Veggie-Loaded Turkey Bolognese
Prep time
Cook time
Total time
This veggie-loaded turkey bolognese is a perfect way to get some extra veggies into your whole family. Serve it over spaghetti or try serving it over zoodles, spaghetti squash, quinoa, or rice.

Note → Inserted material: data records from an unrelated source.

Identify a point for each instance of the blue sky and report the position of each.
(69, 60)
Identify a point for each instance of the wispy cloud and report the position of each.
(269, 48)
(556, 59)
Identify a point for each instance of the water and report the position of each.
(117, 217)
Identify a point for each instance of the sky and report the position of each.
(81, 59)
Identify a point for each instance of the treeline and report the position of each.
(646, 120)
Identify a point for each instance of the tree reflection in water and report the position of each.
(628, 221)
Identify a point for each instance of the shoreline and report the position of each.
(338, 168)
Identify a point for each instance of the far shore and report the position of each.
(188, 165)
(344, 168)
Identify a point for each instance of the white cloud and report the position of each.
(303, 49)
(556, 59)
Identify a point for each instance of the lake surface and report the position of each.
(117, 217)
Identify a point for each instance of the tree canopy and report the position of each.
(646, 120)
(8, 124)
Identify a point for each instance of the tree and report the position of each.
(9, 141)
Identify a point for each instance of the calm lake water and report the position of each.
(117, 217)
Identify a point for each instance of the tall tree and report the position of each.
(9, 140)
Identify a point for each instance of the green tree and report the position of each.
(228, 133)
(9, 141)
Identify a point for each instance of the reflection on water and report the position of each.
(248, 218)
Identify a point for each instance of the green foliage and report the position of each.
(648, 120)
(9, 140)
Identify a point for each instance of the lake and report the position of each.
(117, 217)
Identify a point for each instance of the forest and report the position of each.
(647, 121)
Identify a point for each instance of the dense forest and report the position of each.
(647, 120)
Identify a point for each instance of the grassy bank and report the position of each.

Recipe type: dinner, kid-favorite
Cuisine: Italian, gluten-free, dairy-free
Serves: 6 servings
  • 1 tablespoon extra-virgin olive oil
  • 2 cloves garlic, minced
  • 1 yellow onion, chopped
  • 2 celery stalks, diced
  • 2 carrots, shredded
  • 1 pound ground turkey
  • ¾ teaspoon salt (or to taste)
  • Freshly ground pepper to taste
  • 1 large zucchini, shredded
  • 1 teaspoon oregano
  • ½ teaspoon dried basil
  • 3 tablespoons tomato paste
  • ½ cup reduced sodium chicken stock (+ more as needed)
  1. Heat olive oil in a large saute pan or Dutch oven over medium heat. Add onion and saute for 2-3 minutes.
  2. Add the garlic, celery, and carrots and saute for another 2-3 minutes.
  3. Add the turkey, stirring and breaking apart into little bits as it cooks, for about 5 minutes or until cooked through. Add the zucchini and continue to cook for another 2-3 minutes.
  4. Season with salt, pepper, oregano, and basil. Add the tomato paste and broth and continue cooking for another 5 minutes or so. Taste and adjust seasoning as needed.
Top with freshly grated Parmesan cheese if desired.
Make it more of a red sauce by adding a cup of marinara sauce towards the end of cooking.
Pile in even more veggies: mushrooms, spinach, and parsnips would all be delish.
Go spicy and add red pepper flakes.
Go vegan and add cooked chickpeas and red lentils instead of turkey and veggie broth instead of chicken broth.
Make it Swedish kid style and add a dollop of ketchup when serving!